Make Speaker Identification Great Again ™ - A Ruby gem to interact with the Microsoft Speaker Recognition API

Primary LanguageRubyMIT LicenseMIT

Gem Version CircleCI


Wrapper around Microsoft Cognitive Services - Speaker Recognition API


sign up and pick up a new api key (speaker recognition API key) https://www.microsoft.com/cognitive-services

$ gem install voice_id


  #create a new profile
  identification = VoiceId::Identification.new("MS_speaker_recognition_api_key")
  profile        = identification.create_profile
  # => { "identificationProfileId" => "49a46324-fc4b-4387-aa06-090cfbf0214f" }

  # create a new enrollment for that profile
  profile_id    = profile["identificationProfileId"]
  path_to_audio = '/path/to/some/audio_file.wav'
  short_audio   = true
  operation_url = identification.create_enrollment(profile_id , short_audio, path_to_audio)
  # => "https://api.projectoxford.ai/spid/v1.0/operations/EF217D0C-9085-45D7-AAE0-2B36471B89B5"

  # check the status of operation
  operation_id = identification.get_operation_id(operation_url)
  # => "EF217D0C-9085-45D7-AAE0-2B36471B89B5"

  # notice below that we only had 13.6 seconds of useable audio so we need to
  # submit more enrollments for this profile until we achieve at min 30 seconds
  # => 
  #   {
  #    "status" => "succeeded", 
  #    "createdDateTime" => "2016-09-23T01:34:44.226642Z",
  #    "lastActionDateTime" => "2016-09-23T01:34:44.4795299Z",
  #    "processingResult" => {
  #      "enrollmentStatus" => "Enrolling", 
  #      "remainingEnrollmentSpeechTime" => 16.4, 
  #      "speechTime" => 13.6, 
  #      "enrollmentSpeechTime"=>13.6
  #    }
  #   }

  # identify a speaker
  profile_ids                  = ["49a46324-fc4b-4387-aa06-090cfbf0214f", "49a36324-fc4b-4387-aa06-091cfbf0216b", ...]
  path_to_test_audio           = '/path/to/some/audio_file.wav'
  short_audio                  = true
  identification_operation_url = identification.identify_speaker(profile_ids, short_audio, path_to_test_audio)
  # => "https://api.projectoxford.ai/spid/v1.0/operations/EF217D0C-9085-45D7-AAE0-2B36471B89B6"
  identification_operation_id = identification.get_operation_id(identification_operation_url)
  # => "EF217D0C-9085-45D7-AAE0-2B36471B89B6"
  # => 
  # {
  #  "status" => "succeeded", 
  #  "createdDateTime" => "2016-09-23T02:01:54.6498703Z",
  #  "lastActionDateTime" => "2016-09-23T02:01:56.054633Z",
  #  "processingResult" => {
  #    "identifiedProfileId" => "49a46324-fc4b-4387-aa06-090cfbf0214f", 
  #    "confidence"=>"High"
  #   }
  # }


Provides methods for two APIs (Identification and Verification) All audio samples provided to the API must be the following format:

Container WAV
Encoding  PCM
Rate  16K
Sample Format 16 bit
Channels  Mono

Identification API

Identify a person from a list of people - this is a text-independant api. Prior to being able to identify a speaker, a speaker (profile) must send a minimum of 30 seconds of recognizable audio.

identification = VoiceId::Identification.new("MS_speaker_recognition_api_key")


Each person needs a unique profile, this creates a new one.

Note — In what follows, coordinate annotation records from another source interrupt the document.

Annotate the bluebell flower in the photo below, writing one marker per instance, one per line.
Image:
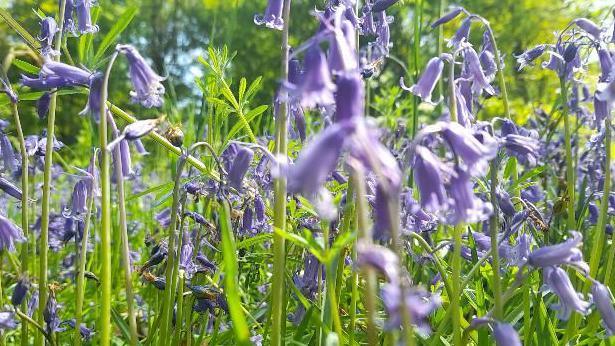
(8, 154)
(49, 28)
(603, 299)
(19, 292)
(428, 80)
(474, 155)
(429, 173)
(381, 5)
(380, 258)
(349, 98)
(567, 252)
(468, 208)
(420, 305)
(589, 27)
(318, 159)
(147, 87)
(447, 17)
(530, 55)
(10, 189)
(476, 73)
(9, 234)
(559, 283)
(315, 86)
(461, 35)
(505, 335)
(240, 166)
(7, 320)
(272, 18)
(83, 8)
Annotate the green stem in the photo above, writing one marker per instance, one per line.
(169, 291)
(569, 197)
(121, 198)
(105, 225)
(82, 260)
(493, 233)
(44, 237)
(362, 217)
(25, 256)
(278, 308)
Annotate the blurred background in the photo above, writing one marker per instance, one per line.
(173, 34)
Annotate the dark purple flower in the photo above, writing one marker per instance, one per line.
(20, 291)
(567, 252)
(475, 155)
(349, 98)
(239, 167)
(428, 80)
(49, 28)
(447, 17)
(589, 27)
(530, 55)
(428, 174)
(148, 89)
(9, 234)
(273, 15)
(505, 335)
(603, 299)
(468, 208)
(381, 5)
(461, 35)
(84, 16)
(569, 300)
(315, 87)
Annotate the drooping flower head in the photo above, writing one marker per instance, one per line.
(428, 80)
(9, 234)
(603, 299)
(148, 89)
(272, 18)
(84, 16)
(49, 28)
(569, 300)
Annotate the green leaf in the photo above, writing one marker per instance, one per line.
(26, 66)
(249, 117)
(120, 25)
(231, 288)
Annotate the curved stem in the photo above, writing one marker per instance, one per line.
(278, 308)
(169, 290)
(569, 196)
(82, 260)
(25, 256)
(105, 226)
(44, 237)
(119, 182)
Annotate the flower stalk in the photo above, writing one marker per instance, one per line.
(44, 237)
(278, 309)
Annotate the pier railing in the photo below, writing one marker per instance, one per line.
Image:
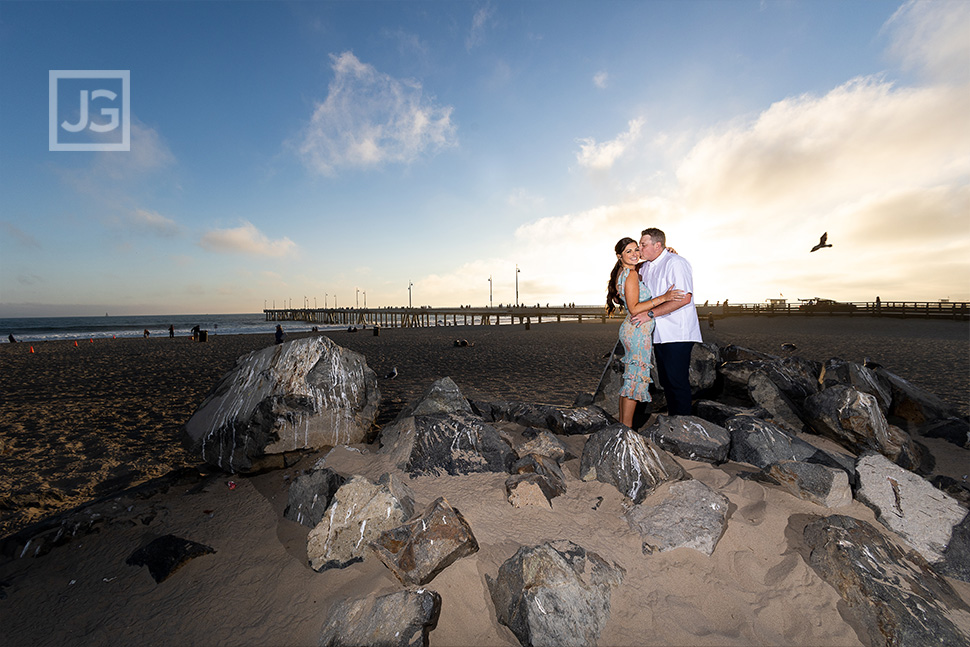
(401, 317)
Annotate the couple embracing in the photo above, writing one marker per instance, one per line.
(666, 323)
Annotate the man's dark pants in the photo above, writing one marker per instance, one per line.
(673, 368)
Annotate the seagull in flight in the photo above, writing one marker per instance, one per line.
(821, 242)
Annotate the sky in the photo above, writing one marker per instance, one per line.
(448, 153)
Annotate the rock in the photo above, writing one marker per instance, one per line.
(954, 430)
(399, 619)
(899, 599)
(912, 404)
(718, 412)
(443, 396)
(691, 515)
(690, 437)
(765, 394)
(301, 395)
(165, 555)
(446, 443)
(310, 495)
(623, 458)
(555, 594)
(859, 377)
(420, 549)
(853, 419)
(734, 353)
(359, 513)
(704, 359)
(544, 443)
(566, 421)
(820, 484)
(908, 505)
(956, 555)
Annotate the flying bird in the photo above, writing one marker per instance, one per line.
(821, 242)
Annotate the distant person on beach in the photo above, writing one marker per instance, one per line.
(625, 289)
(676, 326)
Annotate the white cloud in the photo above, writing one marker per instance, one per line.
(153, 222)
(601, 157)
(480, 22)
(370, 118)
(246, 239)
(932, 37)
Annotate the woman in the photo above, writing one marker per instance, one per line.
(636, 339)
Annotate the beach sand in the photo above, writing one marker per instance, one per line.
(79, 423)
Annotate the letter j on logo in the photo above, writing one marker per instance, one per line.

  profile = identification.create_profile
  # => { "identificationProfileId" => "49a36324-fc4b-4387-aa06-090cfbf0064f" }

create_enrollment(profile_id, short_audio, audio_file_path)

An enrollment is how audio samples are associated with a profile (training the service). For the Identification API a minimum of 30 seconds of recognizable speach is required. This can be done through multiple enrollments. This creates a new enrollment for a profile.

  profile_id    = "1234567890"
  path_to_audio = '/path/to/some/audio_file.wav'
  short_audio   = true # true - set minimum duration to 1 sec (5 sec by default per enrollment)
  identification.create_enrollment(profile_id, short_audio, path_to_audio)
  # returns an operation url that you can use to check the status of the enrollment
  # => "https://api.projectoxford.ai/spid/v1.0/operations/EF217D0C-9085-45D7-AAE0-2B36471B89B5"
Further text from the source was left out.